‘A dog’s breakfast’ – Trigger Warning by Neil Gaiman

twng‘…short stories,’ Gaiman explains in the introduction to Trigger Warning, his third collection of short stories, ‘are the places where I get to fly, to experiment, to play.’ It’s worth knowing this up front. Gaiman also says:

”I firmly believe that short-story collections should be the same sort of thing all the way through. They should not, hodgepodge and willy-nilly, assemble stories that were obviously not intended to sit between the same covers.’

‘This collection,’ Gaiman informs us, ‘fails this test.’ He’s right. Trigger Warning fails on a variety of fronts. It fails because it is essentially a car crash between the two things Gaiman says above: on the one hand, you have an excitable, enthusiastic writer, obviously keen on the things he is commissioned to write; on the other hand, you have Gaiman the name, the big writer, who, you know, Stephen King-like, periodically likes to bung everything he’s been up to between covers. Maybe the difference is as simple as, with a writer like King, a short story collection would still be a collection of short stories; with Gaiman, there’s an element of everything but the kitchen sink – and then the kitchen sink – and then the hole where the kitchen sink was – and then a photograph of the hole where the kitchen sink was – and then the negatives – and then the camera – and then yourself – and then your family, your history, your street, your town, your country, the universe, several other universes, whatever is left after all of that and then some more.

So, we have some typical Neil Gaiman stories. We have some typical Neil Gaiman revisionings of fairytales. We have some pieces that feel like writing exercises (ie the kinds of things that should never see the light of day). And we have a bunch of poems. We get the sense, in the intro, that Gaiman is an unapologetic poet (he knows his readers probably don’t read poetry and that they are included here, wilfully, because he can – but, crucially, all of this does not make Gaiman a good poet and his poems are terrible). So reading Trigger Warning is a process of sifting between the good and the bad, and the average and the very terrible. It’s not an experience I’d heartily recommend even though there are stories in here – stories we’ve talked about before like “The Truth is a Cave in the Black Mountains…’ and ‘The Sleeper and the Spindle’ – that are as good as anything Gaiman has written.

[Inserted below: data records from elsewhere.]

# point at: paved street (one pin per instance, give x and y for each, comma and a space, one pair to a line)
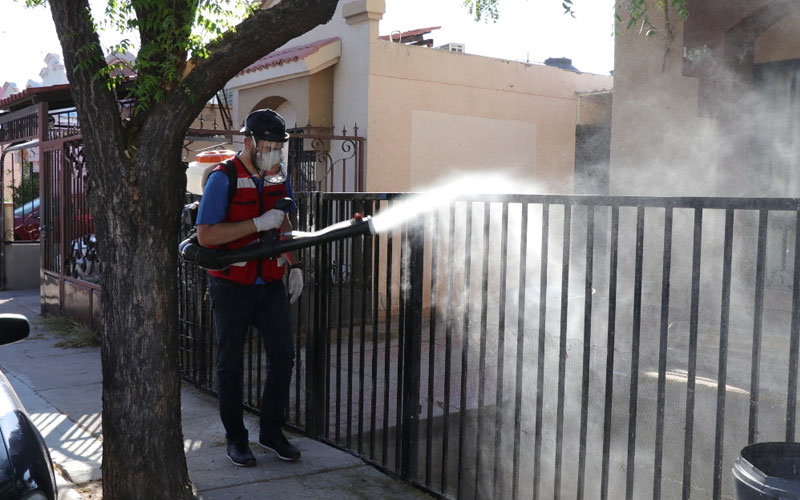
61, 389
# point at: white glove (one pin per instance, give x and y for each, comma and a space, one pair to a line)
295, 284
271, 219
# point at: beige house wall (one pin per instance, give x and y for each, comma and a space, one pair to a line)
781, 42
436, 114
659, 144
429, 114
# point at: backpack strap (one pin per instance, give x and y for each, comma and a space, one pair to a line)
233, 180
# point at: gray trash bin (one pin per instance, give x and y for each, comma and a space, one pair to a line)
768, 471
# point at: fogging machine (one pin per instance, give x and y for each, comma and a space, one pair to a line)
270, 244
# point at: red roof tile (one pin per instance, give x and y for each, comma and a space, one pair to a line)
406, 34
285, 56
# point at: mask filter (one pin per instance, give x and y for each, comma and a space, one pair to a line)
272, 165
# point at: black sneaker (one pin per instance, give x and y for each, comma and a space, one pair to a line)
277, 443
239, 453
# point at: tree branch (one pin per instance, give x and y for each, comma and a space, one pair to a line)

The problem with the problematic stories are that they don’t fully come alive. There is a tagline to the book, ‘short stories and disturbances’, which (as well as being a bit pretentious, which Trigger Warning is at times) sets you up for disappointment: there are not a huge number of actual disturbances here (‘Click Clack the Rattlebag,’ maybe, and the American Gods story, ‘Black Dog’, odd excerpts in the ‘Calendar of Tales’, most of ‘The Thing about Cassandra’) and a great deal more examples of what can only be described as eye rolls. You know eye rolls? When someone does something that makes you tut and roll your eyes? That is far more prevalent in Trigger Warning – to the extent that Trigger Warning – Short Stories and Eye Rolls would have been a far, far truer title.

Not that this will hurt Gaiman at all. His fans, we sense, lap up everything. He’s in the enviable position of being critically unassailable in that sense. But Gaiman’s profligacy will hit him at some point. He needs to write less and write better. Not accept every request. Not collect every commission in a single book. Because what you get is a dog’s breakfast.

Any Cop?: The kind of dog’s breakfast in which even the good bits are somewhat spoiled by their inclusion alongside some genuine tat.